Les villes sont de plus en plus nombreuses à vouloir renégocier leurs concessions d'eau comme l'a fait Bordeaux le 17 novembre. Lyon, Lille et Paris sont engagées dans la même voie, alors que les trois quart de l'eau distribuée en France est géré par des entreprises privées.



Les Bordelais bénéficieront d'une baisse de 10 % du prix des 50 premiers mètres cubes, soit un gain de 15 euros par an.

article du MONDE Les villes épluchent les profits des distributeurs d'eau et analyse de JL LINOSSIER
A Bordeaux, tout a commencé par un audit commandé, en 2004, par Alain Juppé, alors président de la communauté urbaine de Bordeaux, (CUB) et relancé par son successeur, Alain Rousset (PS). Le cabinet d'expertise Finance Consult, révélait, en avril 2005, que la Lyonnaise des Eaux, groupe Suez, titulaire d'une concession de 30 ans, avait empoché, entre 1992 et 2003, plus de 29 millions d'euros de surprofits, notamment sous la forme de provisions pour travaux non engagés.

L'équipe d'inspection a fini, après plusieurs ultimatums, par obtenir les documents demandés et réévalué le préjudice de la collectivité publique à 50 millions d'euros. Après 18 mois de rudes négociations, les deux partis ont convenu de doubler les investissements à réaliser d'ici à 2021 pour une somme totale de 302 millions d'euros.

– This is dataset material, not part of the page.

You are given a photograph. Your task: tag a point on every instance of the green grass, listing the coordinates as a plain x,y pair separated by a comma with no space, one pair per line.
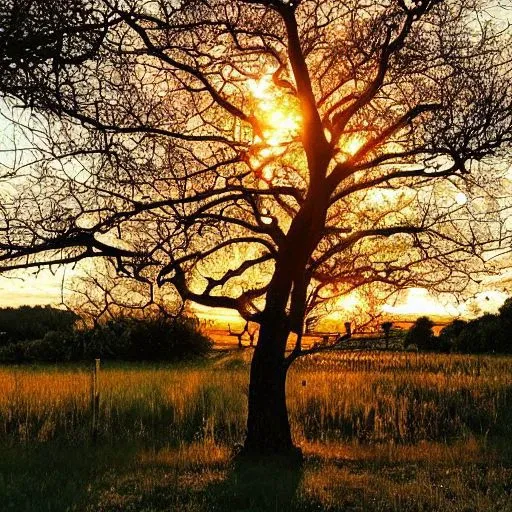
380,431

La Lyonnaise des eaux a pris 61 engagements précis.

Alain Rousset
Alain Rousset
" Nous n'avons pas voulu aller jusqu'à la rupture du contrat, qui aurait été trop coûteuse, et avons souhaité une négociation qui défende les usagers, préserve la ressource en eau et casse la logique d'une surconsommation entraînant un surprofit", explique Alain Rousset.

Les Bordelais bénéficieront d'une baisse de 10 % du prix des 50 premiers mètres cubes, soit un gain de 15 euros par an.

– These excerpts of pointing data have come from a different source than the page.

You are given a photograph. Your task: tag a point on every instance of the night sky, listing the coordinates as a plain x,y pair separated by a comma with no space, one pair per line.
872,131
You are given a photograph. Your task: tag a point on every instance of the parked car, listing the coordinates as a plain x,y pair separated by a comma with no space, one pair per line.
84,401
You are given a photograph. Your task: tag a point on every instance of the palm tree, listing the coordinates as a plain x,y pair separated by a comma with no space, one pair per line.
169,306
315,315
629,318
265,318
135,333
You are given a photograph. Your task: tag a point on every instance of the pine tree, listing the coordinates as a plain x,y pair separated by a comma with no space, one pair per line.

Surtout, la Lyonnaise devra reverser à la CUB la moitié des profits provenant de la consommation qui excéde les prévisions.

Le système devrait à terme réduire de 21 % les prélèvements d'eau dans la nappe.

Bernard Guirkinger
Bernard Guirkinger
Le distributeur s'engage aussi à limiter les fuites et remplacer 65 000 branchements en plomb d'ici 2013, conformément à une directive européenne de 1998.

"Ces rénégociations font partie de notre métier, 20 % de notre chiffre d'affaires est ainsi audité chaque année. L'accord de Bordeaux illustre cette recherche d'équilibre économique", estime Bernard Guirkinger PDG de la Lyonnaise des Eaux-Suez

Bordeaux est allée très loin dans la renégociation mais n'est pas la première à s'y être lancée. En 2003, Paris avait récupéré 163 millions d'euros de provisions auprès de ses deux distributeurs d'eau, la Générale des Eaux Véolia sur rive droite, et la Lyonnaise des Eaux Suez sur la rive gauche. La concession parisienne expire en 2009 et sera l'occasion d'une remise à plat.
Article paru dans l'édition du 24.11.06

A Lyon encore dans l'expectative

Etienne Tête
Etienne Tête
A Lyon, les élus, notamment Etienne Tête (Verts), ont, le 12 octobre, fustigé, lors d'un conseil de communauté, "la cherté du mètre cube d'eau et les bénéfices anormaux du concessionnaire", la Générale des Eaux-Véolia.

La Communauté urbaine de Lyon a indiqué qu'elle évaluait à 94 millions d'euros la somme provisionnée au titre de travaux qui n'ont pas été engagés, point qui sera rediscuté en 2007, lorsque le point sera fait sur la concession.


Isabelle Rey-Lefebvre

ET POURQUOI, COMME A BORDEAUX ET LYON, TOUTE CETTE AGITATION MÉDIATIQUE NE PARTICIPERAIT-ELLE PAS D'UNE ÉNORME OPÉRATION CONCERTEE DE DIVERSION ?

J.L. LINOSSIER CACE ACER
J.L. LINOSSIER CACE ACER
Question "juge de paix" : De combien, ces ententes plus ou moins amiables, vont-elles faire baisser le prix de l'eau ?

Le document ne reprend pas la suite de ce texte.